CSAF v2.0 — the Common Security Advisory Framework, an OASIS standard — replaces that with a machine-readable JSON format. Customers' software composition analysis and vulnerability management tools can ingest CSAF documents automatically and determine, without human effort, whether they are affected.
What CSAF Gives You
A CSAF v2.0 document is structured JSON describing one or more vulnerabilities, the products affected, and their status. Its most valuable capability for CRA compliance is the VEX profile (Vulnerability Exploitability eXchange), which lets you state, per product and version, whether a given CVE is:
- Not affected — with a machine-readable justification
- Affected — with recommended remediation
- Fixed — the version where it was resolved
- Under investigation
This dramatically reduces false positives in customer scans. When a CVE appears in a component in your SBOM but your product is not actually exploitable, a VEX "not affected" statement tells every downstream scanner to stop alerting on it.
The CSAF Document Structure
Each CSAF document contains:
- Document metadata — publisher, tracking ID, version, TLP classification, revision history
- Product tree — the products and versions the advisory covers, ideally identified by Package URL (PURL) or CPE
- Vulnerabilities — CVE IDs, CVSS scores, affected/fixed product status, and remediation guidance
Because products are identified with machine-readable identifiers, consumers can match advisories against their own SBOMs automatically.
Publishing: The CSAF Provider Model
CSAF defines how to distribute advisories so tools can discover them. As a CSAF provider you publish:
- Advisory JSON files under a well-known path — conventionally
/.well-known/csaf/ - A
provider-metadata.jsonindex describing where your advisories live and how they are organised - Directory listings or a ROLIE feed so automated clients can enumerate and fetch new advisories
Once this is in place, a customer's tooling can poll your CSAF endpoint, pull new advisories, and cross-check them against their deployed versions with no manual step.
How CSAF Connects to Article 14
Article 14 is about reporting actively exploited vulnerabilities to ENISA and national CSIRTs. CSAF is about telling your customers about vulnerabilities and fixes. They are complementary: when you resolve a vulnerability, the final-report obligation to authorities runs in parallel with your duty to disseminate remediation information to users. Publishing a CSAF advisory is the cleanest way to discharge the customer-facing side of that duty, and it feeds directly from the same data — CVE, CVSS, affected versions, fixed version — you already assembled for the regulator.
Getting Started
- Adopt CycloneDX or SPDX SBOMs so you have machine-readable product and component identifiers to reference.

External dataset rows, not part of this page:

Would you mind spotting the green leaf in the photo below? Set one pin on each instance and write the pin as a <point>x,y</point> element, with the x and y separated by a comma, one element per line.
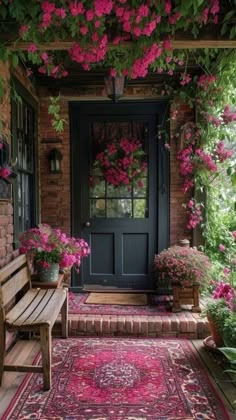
<point>229,352</point>
<point>233,179</point>
<point>229,15</point>
<point>14,60</point>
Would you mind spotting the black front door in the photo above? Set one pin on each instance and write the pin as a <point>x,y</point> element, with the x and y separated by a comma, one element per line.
<point>119,192</point>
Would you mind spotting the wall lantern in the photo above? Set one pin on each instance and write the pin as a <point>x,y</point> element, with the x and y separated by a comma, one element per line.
<point>114,87</point>
<point>55,158</point>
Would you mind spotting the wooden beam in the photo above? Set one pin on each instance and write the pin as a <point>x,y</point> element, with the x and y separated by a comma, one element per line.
<point>176,44</point>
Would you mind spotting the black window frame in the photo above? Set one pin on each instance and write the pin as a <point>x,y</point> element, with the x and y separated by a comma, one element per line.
<point>29,100</point>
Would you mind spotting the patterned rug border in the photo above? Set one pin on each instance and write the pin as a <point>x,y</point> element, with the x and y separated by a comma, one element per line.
<point>197,360</point>
<point>78,306</point>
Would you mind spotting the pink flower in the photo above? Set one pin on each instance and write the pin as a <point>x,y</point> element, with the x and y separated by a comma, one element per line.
<point>5,172</point>
<point>221,248</point>
<point>60,12</point>
<point>48,7</point>
<point>23,30</point>
<point>32,48</point>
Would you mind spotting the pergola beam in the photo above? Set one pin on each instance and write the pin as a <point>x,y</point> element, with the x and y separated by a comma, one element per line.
<point>176,44</point>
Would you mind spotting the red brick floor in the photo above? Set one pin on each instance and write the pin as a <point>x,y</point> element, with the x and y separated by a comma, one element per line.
<point>182,324</point>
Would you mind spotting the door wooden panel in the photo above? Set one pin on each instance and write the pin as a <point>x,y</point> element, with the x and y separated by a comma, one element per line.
<point>119,222</point>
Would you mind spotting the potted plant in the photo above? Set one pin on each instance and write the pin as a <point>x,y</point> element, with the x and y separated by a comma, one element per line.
<point>186,269</point>
<point>220,312</point>
<point>122,162</point>
<point>51,249</point>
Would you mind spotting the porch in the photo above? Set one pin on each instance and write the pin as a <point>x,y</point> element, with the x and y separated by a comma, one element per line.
<point>26,352</point>
<point>181,324</point>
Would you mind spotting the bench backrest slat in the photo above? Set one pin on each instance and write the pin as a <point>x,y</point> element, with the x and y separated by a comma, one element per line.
<point>13,281</point>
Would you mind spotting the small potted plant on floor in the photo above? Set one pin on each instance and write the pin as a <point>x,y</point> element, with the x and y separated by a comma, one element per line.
<point>186,269</point>
<point>220,312</point>
<point>49,250</point>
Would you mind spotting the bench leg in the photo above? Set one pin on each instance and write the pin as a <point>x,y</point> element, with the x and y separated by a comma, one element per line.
<point>46,348</point>
<point>2,349</point>
<point>64,318</point>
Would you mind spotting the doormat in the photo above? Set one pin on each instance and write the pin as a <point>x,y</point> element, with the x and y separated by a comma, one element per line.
<point>117,298</point>
<point>157,305</point>
<point>120,379</point>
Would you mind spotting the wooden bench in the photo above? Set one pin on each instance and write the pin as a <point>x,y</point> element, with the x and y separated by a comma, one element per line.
<point>36,311</point>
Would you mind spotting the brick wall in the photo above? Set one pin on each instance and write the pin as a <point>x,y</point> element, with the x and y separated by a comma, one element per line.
<point>178,217</point>
<point>55,189</point>
<point>7,253</point>
<point>6,207</point>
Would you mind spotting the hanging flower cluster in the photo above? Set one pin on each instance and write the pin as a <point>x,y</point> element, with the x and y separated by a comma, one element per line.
<point>5,169</point>
<point>122,162</point>
<point>45,246</point>
<point>103,31</point>
<point>194,159</point>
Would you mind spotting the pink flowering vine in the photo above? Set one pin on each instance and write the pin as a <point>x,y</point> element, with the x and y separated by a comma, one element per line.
<point>122,162</point>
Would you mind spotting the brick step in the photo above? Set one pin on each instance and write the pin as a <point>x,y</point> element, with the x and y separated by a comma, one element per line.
<point>183,324</point>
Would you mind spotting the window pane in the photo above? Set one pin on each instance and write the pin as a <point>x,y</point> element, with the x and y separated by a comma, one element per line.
<point>140,187</point>
<point>119,208</point>
<point>97,208</point>
<point>121,191</point>
<point>97,187</point>
<point>140,209</point>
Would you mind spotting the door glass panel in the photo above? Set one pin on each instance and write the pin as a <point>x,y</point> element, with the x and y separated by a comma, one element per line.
<point>140,187</point>
<point>97,187</point>
<point>121,191</point>
<point>119,170</point>
<point>139,209</point>
<point>119,208</point>
<point>97,208</point>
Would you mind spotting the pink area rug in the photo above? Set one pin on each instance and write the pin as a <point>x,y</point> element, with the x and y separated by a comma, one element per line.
<point>120,379</point>
<point>158,305</point>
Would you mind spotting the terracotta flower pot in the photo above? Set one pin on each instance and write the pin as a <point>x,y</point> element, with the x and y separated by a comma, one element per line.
<point>215,333</point>
<point>48,274</point>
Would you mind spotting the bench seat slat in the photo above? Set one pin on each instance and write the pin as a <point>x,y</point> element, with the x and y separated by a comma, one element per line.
<point>21,306</point>
<point>14,285</point>
<point>35,301</point>
<point>41,308</point>
<point>51,311</point>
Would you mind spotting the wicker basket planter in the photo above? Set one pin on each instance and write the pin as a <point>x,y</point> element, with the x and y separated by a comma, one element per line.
<point>186,296</point>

- Choose CSAF tooling — the OASIS CSAF project provides open reference tools for generating and validating documents.
- Stand up a CSAF provider endpoint at
/.well-known/csaf/with a validprovider-metadata.json. - Integrate CSAF generation into your vulnerability disclosure workflow so that every published fix produces both a human-readable advisory and a CSAF document.
Enterprise buyers increasingly expect CSAF, and it is fast becoming a marker of CRA maturity. Building the capability now means it is routine — not a scramble — when your first post-CRA advisory has to go out.